I believe that they should have stopped right there at the question and admit that as humans these concepts cannot be fathomed. An existence that does not exist in time and space is beyond our comprehension and that is all we can say about it. If we don't understand its existence how can we ask how it occupies more than one space? In fact the limitations that we face in understanding Him underline His uniqueness and are a cornerstone of real monotheism.
As Rambam says:
"Consider well that the expression" dwelling over it," is used by them, and not" dwelling in it." The latter expression would have implied that God occupies a place or is a power in the sphere, as was in fact believed by the Sabeans, who held that God was the soul of the sphere. By saying" dwelling over it," they indicated that God was separate from the sphere, and was not a power in it.
Clearly God is not in the universe but separate from it and the Rabbis were very exact in their language when trying to depict how God has an impact on it, they use a term that connotes Him being outside of it, lest we think of Him as a natural component of the world.
Addressing the word place - Makom - as it relates to God, Rambam in Moreh 1:8 states:
"In the verse," Blessed be the glory of the Lord from His place" (mekomo) (Ezek. iii. 12), makom has this figurative meaning,(" position," or degree," as regards the perfection of man in certain things) and the verse may be paraphrased" Blessed be the Lord according to the exalted nature of His existence," and wherever makom is applied to God, it expresses the same idea, namely, the distinguished position of His existence, to which nothing is equal or comparable, as will be shown below.
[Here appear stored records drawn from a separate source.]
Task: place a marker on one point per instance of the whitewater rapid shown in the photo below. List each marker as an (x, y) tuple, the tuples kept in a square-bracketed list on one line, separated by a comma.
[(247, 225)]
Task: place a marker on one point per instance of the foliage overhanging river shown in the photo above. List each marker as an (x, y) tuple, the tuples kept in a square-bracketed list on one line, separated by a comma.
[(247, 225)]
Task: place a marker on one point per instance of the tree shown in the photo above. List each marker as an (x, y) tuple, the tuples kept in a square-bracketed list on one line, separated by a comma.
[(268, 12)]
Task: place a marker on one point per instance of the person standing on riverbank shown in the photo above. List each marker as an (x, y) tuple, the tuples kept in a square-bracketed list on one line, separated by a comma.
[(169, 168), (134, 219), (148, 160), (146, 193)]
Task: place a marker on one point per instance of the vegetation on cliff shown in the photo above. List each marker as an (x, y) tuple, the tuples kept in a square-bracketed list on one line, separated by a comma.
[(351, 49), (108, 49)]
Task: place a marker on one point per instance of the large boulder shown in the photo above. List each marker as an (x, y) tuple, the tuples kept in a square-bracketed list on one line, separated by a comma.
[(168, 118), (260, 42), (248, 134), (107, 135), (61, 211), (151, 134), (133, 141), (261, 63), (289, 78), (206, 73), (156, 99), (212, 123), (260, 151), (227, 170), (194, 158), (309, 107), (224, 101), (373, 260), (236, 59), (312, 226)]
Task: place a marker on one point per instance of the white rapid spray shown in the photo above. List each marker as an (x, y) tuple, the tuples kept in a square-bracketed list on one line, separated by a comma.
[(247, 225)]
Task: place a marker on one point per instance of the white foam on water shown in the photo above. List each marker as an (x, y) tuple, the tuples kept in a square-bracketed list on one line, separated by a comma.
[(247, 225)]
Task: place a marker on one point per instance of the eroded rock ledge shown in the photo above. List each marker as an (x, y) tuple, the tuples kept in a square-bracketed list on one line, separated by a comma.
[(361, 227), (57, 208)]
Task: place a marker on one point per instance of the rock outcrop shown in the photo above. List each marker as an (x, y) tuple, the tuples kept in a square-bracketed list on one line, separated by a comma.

The word Makom instead of implying space when it is used with God it reflects a status that we confer to Him in our mind when we meditate about Him, His uniqueness. Once we have accepted that whenever there is a connotation of location when talking about God it means a hierarchical position Rambam in Moreh 1:19 deals with Melo Kol Ho'oretz Kevodo -
"In this sense it is said" The whole earth is full (melo) of his glory" (Isa. vi. 4)," All the earth gives evidence of his perfection," i.e. leads to a knowledge of it. Thus also" The glory of the Lord filled (malei) the tabernacle" (Exod. xl. 34): and, in fact, every application of the word to God must be interpreted in this manner; and not that He has a body occupying space."
The word "Melo" translated as full, means that the world when looked upon by us, in its magnificience, every detail of it, conveys a sense of God's perfection.
To me this understanding of theses concepts is so elevating and thought provoking that I don't understand why reduce God to an imaginary presence everywhere through Tzimtzum to accomodate a literal reading. Tzimtzum is not understood by us either so what have we gained? Even if the original thinkers who came up with the idea had something in mind that could be seen as not pantheist, their followers have certainly distorted it and turned it into a Meshichist nonsense. It is the story of Nadav and Avihu who went further than was permitted and, in spite of their greatness, "Bikrovai Ikadesh", they were wrong and misguided.
This reinforces and explains the importance Rambam placed on understanding our limitations.